La nuit tombe sur les Pyrénées-Orientales, mais le ciel n’est pas noir. Une lueur orange inquiétante grandit à l’horizon, projetant des ombres dansantes. Pour le refuge de l’ASAAP, situé sur la route de Montalba-le-Château, cette lueur est synonyme de cauchemar. L’incendie de Trévillach se rapproche dangereusement, et avec lui, la peur pour les 32 chiens qui y ont trouvé abri.
L’angoisse est palpable. C’est à ce moment que Marina Pastou, du Refuge de Marina à Céret, appelle son amie Richarde Valentin, la responsable du refuge menacé. « J’entends tout de suite le stress et l’inquiétude dans la voix de Richarde », raconte Marina. Il n’y a pas une seconde à perdre. Sans réfléchir, elle et son mari sautent dans leur voiture. Une seule mission les anime : sauver ces 32 vies innocentes prises au piège.
Un appel à l’aide qui dépasse toutes les espérances
Sur la route, Marina comprend que le temps est compté. Elle dégaine son téléphone et lance un appel désespéré sur la page Facebook de son refuge. Elle demande de l’aide, des voitures, des familles d’accueil, n’importe qui pouvant offrir un havre de paix, même pour une nuit. La réponse est immédiate, foudroyante, et dépasse tout ce qu’elle aurait pu imaginer.
En quelques minutes, le message est partagé des centaines de fois. Des bénévoles, des amis, mais surtout des dizaines d’inconnus convergent vers Ille-sur-Têt. Ils arrivent de partout, guidés par un seul et même objectif : ne laisser aucun chien derrière. C’est une armée de l’ombre bienveillante qui se lève dans la nuit pour affronter le feu.

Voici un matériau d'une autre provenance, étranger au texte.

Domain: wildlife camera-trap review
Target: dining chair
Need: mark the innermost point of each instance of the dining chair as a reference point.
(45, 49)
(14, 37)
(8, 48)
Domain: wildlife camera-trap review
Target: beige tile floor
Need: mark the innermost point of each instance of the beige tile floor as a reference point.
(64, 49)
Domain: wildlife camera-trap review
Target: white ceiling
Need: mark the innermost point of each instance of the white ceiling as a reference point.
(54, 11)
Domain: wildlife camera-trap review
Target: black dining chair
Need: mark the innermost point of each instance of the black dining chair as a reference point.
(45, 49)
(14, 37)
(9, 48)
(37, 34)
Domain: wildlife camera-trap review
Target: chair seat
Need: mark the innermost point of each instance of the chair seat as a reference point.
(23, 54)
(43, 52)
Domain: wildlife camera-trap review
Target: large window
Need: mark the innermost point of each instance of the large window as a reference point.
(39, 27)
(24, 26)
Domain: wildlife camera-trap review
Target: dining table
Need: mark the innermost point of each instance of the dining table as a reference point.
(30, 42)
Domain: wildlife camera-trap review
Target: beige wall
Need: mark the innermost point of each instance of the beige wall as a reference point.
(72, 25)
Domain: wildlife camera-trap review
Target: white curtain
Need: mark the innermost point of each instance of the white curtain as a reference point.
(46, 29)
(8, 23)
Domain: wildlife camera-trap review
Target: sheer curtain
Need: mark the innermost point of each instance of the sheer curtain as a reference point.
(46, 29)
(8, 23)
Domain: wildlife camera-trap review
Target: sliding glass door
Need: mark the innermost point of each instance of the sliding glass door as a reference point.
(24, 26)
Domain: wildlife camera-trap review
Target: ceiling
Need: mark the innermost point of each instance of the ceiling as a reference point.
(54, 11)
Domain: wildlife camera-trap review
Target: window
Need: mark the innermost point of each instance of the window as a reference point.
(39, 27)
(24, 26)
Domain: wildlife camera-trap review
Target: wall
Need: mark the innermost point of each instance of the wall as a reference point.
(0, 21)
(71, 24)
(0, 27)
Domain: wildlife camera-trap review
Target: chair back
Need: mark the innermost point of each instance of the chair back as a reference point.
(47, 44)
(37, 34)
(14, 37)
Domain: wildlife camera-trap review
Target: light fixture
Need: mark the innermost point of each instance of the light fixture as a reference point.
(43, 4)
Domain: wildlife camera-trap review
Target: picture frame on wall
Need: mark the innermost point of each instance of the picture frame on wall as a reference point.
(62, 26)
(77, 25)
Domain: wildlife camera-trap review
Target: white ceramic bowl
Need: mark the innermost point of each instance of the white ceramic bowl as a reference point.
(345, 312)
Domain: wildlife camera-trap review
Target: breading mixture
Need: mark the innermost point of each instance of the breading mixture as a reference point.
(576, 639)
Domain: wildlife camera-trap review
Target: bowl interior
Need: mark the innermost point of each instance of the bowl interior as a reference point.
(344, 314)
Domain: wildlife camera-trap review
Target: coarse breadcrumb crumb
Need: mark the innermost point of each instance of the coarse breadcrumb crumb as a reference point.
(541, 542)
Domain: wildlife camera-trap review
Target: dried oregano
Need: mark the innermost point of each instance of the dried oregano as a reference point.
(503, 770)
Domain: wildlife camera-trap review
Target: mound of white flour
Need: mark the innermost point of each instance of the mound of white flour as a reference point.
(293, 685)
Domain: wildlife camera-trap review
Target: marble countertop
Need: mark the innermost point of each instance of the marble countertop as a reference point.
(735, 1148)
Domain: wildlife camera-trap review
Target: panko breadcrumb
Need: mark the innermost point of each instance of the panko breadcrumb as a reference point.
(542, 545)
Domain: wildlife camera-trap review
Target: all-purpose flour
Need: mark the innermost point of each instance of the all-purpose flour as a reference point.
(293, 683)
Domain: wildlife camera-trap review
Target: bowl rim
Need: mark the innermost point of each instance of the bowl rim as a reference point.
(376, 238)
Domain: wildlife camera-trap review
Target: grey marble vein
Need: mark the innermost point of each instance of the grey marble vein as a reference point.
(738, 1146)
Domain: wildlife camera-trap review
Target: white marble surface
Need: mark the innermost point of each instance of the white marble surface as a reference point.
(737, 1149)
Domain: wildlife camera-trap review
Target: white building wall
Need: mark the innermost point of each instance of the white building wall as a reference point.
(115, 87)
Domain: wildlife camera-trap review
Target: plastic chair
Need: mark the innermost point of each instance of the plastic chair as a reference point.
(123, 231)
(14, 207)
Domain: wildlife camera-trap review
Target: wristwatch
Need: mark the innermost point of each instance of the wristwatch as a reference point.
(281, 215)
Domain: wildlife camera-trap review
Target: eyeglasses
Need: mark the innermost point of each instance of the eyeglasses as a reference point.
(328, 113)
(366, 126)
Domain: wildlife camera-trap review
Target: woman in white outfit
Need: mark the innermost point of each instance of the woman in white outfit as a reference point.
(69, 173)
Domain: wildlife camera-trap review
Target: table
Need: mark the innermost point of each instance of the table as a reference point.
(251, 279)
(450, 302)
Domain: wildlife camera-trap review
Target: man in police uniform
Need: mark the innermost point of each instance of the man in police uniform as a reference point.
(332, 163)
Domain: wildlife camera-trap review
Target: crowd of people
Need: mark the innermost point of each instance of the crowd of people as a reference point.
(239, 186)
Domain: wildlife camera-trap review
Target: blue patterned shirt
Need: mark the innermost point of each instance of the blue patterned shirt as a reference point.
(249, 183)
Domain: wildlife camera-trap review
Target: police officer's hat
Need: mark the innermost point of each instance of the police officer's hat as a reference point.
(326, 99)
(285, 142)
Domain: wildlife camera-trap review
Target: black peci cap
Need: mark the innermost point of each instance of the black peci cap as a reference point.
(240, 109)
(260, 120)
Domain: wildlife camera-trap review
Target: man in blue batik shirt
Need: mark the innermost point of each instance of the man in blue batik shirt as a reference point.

Une chaîne humaine improvisée sur un parking
Le parking du Super U devient le quartier général de cette opération de sauvetage hors norme. Dans un ballet à la fois chaotique et parfaitement coordonné, chacun trouve sa place. Pendant que certains sortent les chiens des boxes, d’autres les rassurent et les installent dans les véhicules. Marina, au centre de cette fourmilière, attribue chaque animal à une famille volontaire, notant scrupuleusement les coordonnées pour assurer le suivi.
En un temps record, les 32 pensionnaires sont évacués. Vingt-huit d’entre eux trouvent refuge dans des foyers aimants, tandis que les quatre autres sont accueillis par le refuge de Canet-en-Roussillon. Encore sous le choc, Marina peine à trouver les mots : « Ces volontaires ont prouvé que lorsque des vies sont en danger, l’entraide n’est pas un simple mot : c’est une force immense qui donne de l’espoir. » Cette nuit-là, la solidarité a été plus forte que les flammes.